Rebel: What have the protests looked like on the ground? Are there organisations that have been leading? What do you see as the next phase in the movement?
BB: Much of what has happened has been a mixture of some degree of organisation and a great amount of spontaneity. Early organising efforts began in a largely clandestine manner, and while it can be debated whether or not this tactic was necessary for security, at this point, what has emerged is a movement that on the one hand is incredibly inspiring and has pulled many people to their first protest, but on the other hand still lacks the organisational structure and open, democratic processes necessary to ensure that as we move forward, the leaders of the movement are selected by and accountable to the movement, and the rank-and-file of the movement hold a greater degree of say in what the movement does, and how it does it.
As it stands today, the leaders, at least those most visible, are self-selecting and largely unaccountable, except to those other self-selecting leaders who hold more sway than them. This has created a difficult, often frustrating dynamic in which class differences and competing political ideas have emerged on the street, and have, as-of-yet, been unable to be resolved in a clear manner. Of course, it is ludicrous to assume these problems would not emerge, and we must not be impatient in our strategies on how to resolve them, but they must be resolved.

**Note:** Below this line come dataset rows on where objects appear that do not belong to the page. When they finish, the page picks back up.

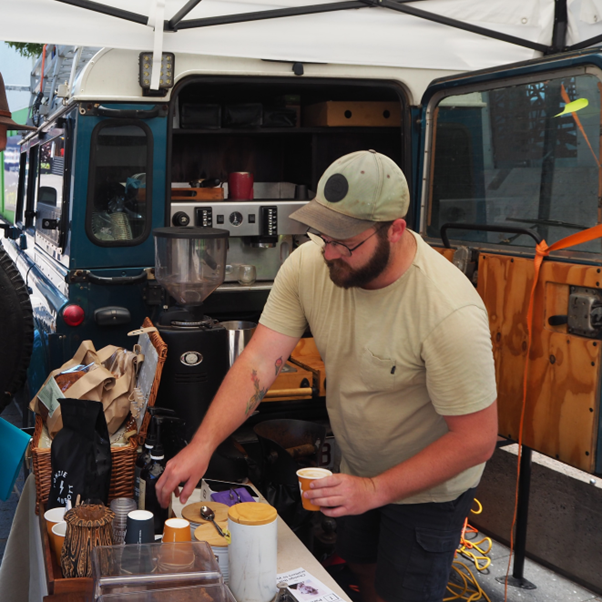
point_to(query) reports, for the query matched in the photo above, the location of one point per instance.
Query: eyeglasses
(341, 248)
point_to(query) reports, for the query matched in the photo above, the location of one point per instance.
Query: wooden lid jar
(253, 551)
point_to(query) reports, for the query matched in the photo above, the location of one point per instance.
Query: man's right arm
(241, 392)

As I mentioned before, it is only the sustained pressure of those on the streets that have gotten us to where we’re at now. To move forward we must maintain that sustained pressure, but that pressure must also be sustainable. Otherwise, all workers, even the most dedicated, will eventually arrive less and less often, and the movement will be more easily crushed or co-opted.
It is deep, democratic organisation that helps prevent this outcome — by allowing participants in the movement more buy-in into what is happening, by bringing in wider and wider layers of the working class to stand in a long-term manner in solidarity with Black lives, and by allowing open dissent and discussion to emerge, so that ideas of how we organise and what we do to carry this struggle to victory can be debated, agreed on, dismissed, tried, and refined.
At the root, what we’re doing in Portland is participating in a movement whose victory ultimately depends on workers’ struggle to emancipate themselves. That, by its nature, cannot succeed without democracy.
Bob Bacon, is a socialist activist and immigrant living in Portland, Oregon.